The teenage host couldn't be bothered to look up from his phone long enough to guide us to our table. After several minutes of awkwardly staring a hole through his head, he motioned toward an open table with his head. We weren't worth even an arm extension or a finger point. After sitting down and clearing a day's worth of crumbs from the table with my sleeve, our waiter gave us a half-empty bowl of chips and salsa that I just saw him take from a recently vacated table. When I brought this up he rolled his eyes at me like I was being unreasonable!
The waiter returned with fresh bowls of chips and salsa, and we ordered our drinks: two glasses of water with lemon. He brought out two glasses with lemon slices and a pitcher, set them on the table and walked away. Apparently I was eating at the restaurant version of Build-A-Bear because I had to assemble my own drink. After taking a sip, I found that the "water" was actually flat Sprite. What a power move! He must have intentionally poured out some Sprite and left it in a pitcher for hours, just to be able to pull this on customers for no reason.
I'm no Indiana Jones, but I am a bit of an adventurer, and after the nightmare we'd had so far I had to know in what sort of condition the food would be served. Would it be raw or rotten? Would it even be what I asked for? Will this turn out to be a rather confused Italian restaurant that serves chips and salsa after all? To my surprise, the food itself was delicious, and precisely what I ordered no less!
What I forgot to mention at the beginning of this story is that I am an accomplished dark wizard, master of ancient and chaotic magicks that precede man's rule of the Earth. The food was delicious, but did not make up for the rudeness of the staff, so while exiting the strange and rude establishment, I summoned a million tiny meteors from the sky that crashed around the restaurant in a semi-circle. They all opened up like tiny escape pods and a million and three tiny demons (six of them had to double up) descended like a chattering avalanche upon the place.
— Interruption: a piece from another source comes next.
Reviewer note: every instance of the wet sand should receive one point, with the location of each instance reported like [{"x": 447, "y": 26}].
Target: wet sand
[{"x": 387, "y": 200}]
My wife and I cackled maniacally in the seedy parking lot as the screams of the damned and the sounds of swiping claws and gnashing teeth echoed off the wall of the nearby Denny's. When the demons' fun was over, the smell of burnt lasagna wafted through the air. They all boarded their meteor ships and I sent them back to space-hell with a wave of my Earth-wrist. The young host crawled out from the burning building and thrusted his head forward with his eyes wide and his brows furled: one final gesture to ask, "Really, bro?" Yes, young host. Really bro. And then he died. And then I spit on him a little bit. And so did my wife.
A bad meal is more than just burnt bread or bland steak; it's an entire experience.